W sobotnią noc na parkingu jednego z lokalnych marketów doszło do niebezpiecznego incydentu, który zakończył się interwencją policji. Młody mężczyzna, pomimo sądowego zakazu prowadzenia pojazdów, zdecydował się na jazdę w stanie nietrzeźwym, co może mieć poważne konsekwencje prawne.
Niebezpieczne manewry na parkingu
Stan nietrzeźwości i brak uprawnień
Konsekwencje prawne
Niebezpieczne manewry na parkingu
W nocy z soboty na niedzielę, około godziny 1:00, stalowowolscy policjanci podczas patrolu zauważyli nietypowe zachowanie na parkingu marketu przy ulicy Leśnej.

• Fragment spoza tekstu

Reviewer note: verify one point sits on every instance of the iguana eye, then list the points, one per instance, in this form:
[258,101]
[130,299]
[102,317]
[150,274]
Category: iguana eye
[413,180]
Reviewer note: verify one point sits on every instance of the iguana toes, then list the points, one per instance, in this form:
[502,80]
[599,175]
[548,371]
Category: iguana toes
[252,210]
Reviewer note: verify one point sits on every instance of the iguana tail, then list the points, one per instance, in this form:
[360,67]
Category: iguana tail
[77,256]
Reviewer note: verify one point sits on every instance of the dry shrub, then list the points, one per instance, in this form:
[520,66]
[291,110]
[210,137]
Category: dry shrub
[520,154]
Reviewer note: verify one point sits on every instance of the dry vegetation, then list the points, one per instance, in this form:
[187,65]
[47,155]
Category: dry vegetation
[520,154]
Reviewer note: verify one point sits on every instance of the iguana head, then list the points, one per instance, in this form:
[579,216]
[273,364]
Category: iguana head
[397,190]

Młody kierowca postanowił 'driftować' swoim seatem, co zwróciło uwagę funkcjonariuszy. Po zatrzymaniu pojazdu okazało się, że za kierownicą nie siedziała żadna osoba, a w samochodzie znajdowały się dwie inne osoby – 19-letnia kobieta na miejscu pasażera oraz 22-letni mężczyzna na tylnej kanapie.
Stan nietrzeźwości i brak uprawnień
Policjanci natychmiast podjęli decyzję o przeprowadzeniu kontroli. Zachowanie obecnych w pojeździe osób wzbudziło ich podejrzenia – oboje wydawali się nerwowi, a ich wersje wydarzeń były niespójne. Wstępnie kobieta twierdziła, że to ona kierowała pojazdem. Funkcjonariusze postanowili sprawdzić stan trzeźwości zarówno kierowcy, jak i pasażerki. Wyniki testu były alarmujące: 19-latka miała ponad 2,2 promila alkoholu, a 22-latek – 1,8 promila. Dodatkowo, mężczyzna posiadał sądowy zakaz prowadzenia pojazdów, co stawiało go w bardzo trudnej sytuacji.
Konsekwencje prawne
Ostatecznie po przeprowadzeniu wszelkich czynności, policjanci ustalili, że to 22-latek był kierowcą seata. W wyniku działań funkcjonariuszy mężczyzna został zatrzymany i usłyszał zarzuty dotyczące kierowania w stanie nietrzeźwym oraz złamania sądowego zakazu. Przypadek ten pokazuje, jak nieodpowiedzialne postawy mogą prowadzić do poważnych konsekwencji. Teraz młody mężczyzna będzie musiał stawić czoła wymiarowi sprawiedliwości, a grozi mu kara do 5 lat pozbawienia wolności.